TAPPER: And last, I just wanted to know if you have any comment on remarks that former Vice President Cheney made yesterday. I just think it's — about the preliminary review of whether CIA officers broke any laws: "I think it's an outrageous precedent to set to have this kind of intensely partisan, politicized look-back at the prior administration." He said it would create a chilling effect at the CIA and that the actions are not making the country safer.

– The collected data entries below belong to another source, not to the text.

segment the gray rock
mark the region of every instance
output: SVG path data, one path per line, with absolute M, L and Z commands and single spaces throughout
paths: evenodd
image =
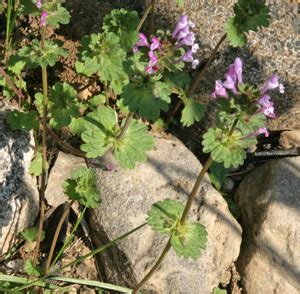
M 33 225 L 39 211 L 36 179 L 28 173 L 33 136 L 11 131 L 4 121 L 7 111 L 0 101 L 0 254 L 19 232 Z
M 165 198 L 185 202 L 202 166 L 177 139 L 156 138 L 148 161 L 134 170 L 108 172 L 97 169 L 102 203 L 91 211 L 92 236 L 100 246 L 145 222 L 151 205 Z M 207 249 L 197 260 L 180 259 L 169 252 L 143 293 L 211 293 L 224 281 L 239 254 L 241 228 L 223 197 L 206 176 L 191 218 L 208 231 Z M 107 281 L 134 287 L 149 271 L 167 239 L 144 227 L 100 256 Z
M 73 170 L 81 166 L 86 166 L 83 158 L 75 157 L 74 155 L 64 152 L 58 153 L 45 192 L 45 198 L 49 205 L 57 207 L 65 201 L 68 201 L 68 197 L 63 191 L 63 183 L 70 177 Z
M 248 294 L 300 293 L 300 157 L 268 162 L 237 191 L 243 243 L 237 269 Z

GIBBS: Yes, this is the same song and dance we've heard since literally the first day of our administration. So I don't have a lot to say. I think the Vice President — if you watch some of his interview — was clearly — clearly had his facts on a number of things wrong.
TAPPER: Such as?
GIBBS: The notion that somehow this White House is going to be making interrogation decisions, not the High-value detainee Interrogation Group that's stationed at the FBI and will be — have participants from all different intelligence and law enforcement agencies within our government — which has allowed people like Fran Townsend to compliment the creation of this group, somebody who, as you know, is tasked with homeland security in the previous administration. I think what was also illuminating, Jake, were Senator McCain's comments yesterday about whether — the impact that these enhanced interrogation techniques that the President looked at and has now outlawed, the effect that they’ve had on our standing in the world in our foreign policy.
I think — he certainly doesn't agree with us on every issue as it relates to this; I understand that. But I thought, given his experience, I think they are tremendously illuminating. I will add this. I'm not entirely sure that Dick Cheney's predictions on foreign policy have borne a whole lot of fruit over the last eight years in a way that have been either positive or, to the best of my recollection, very correct.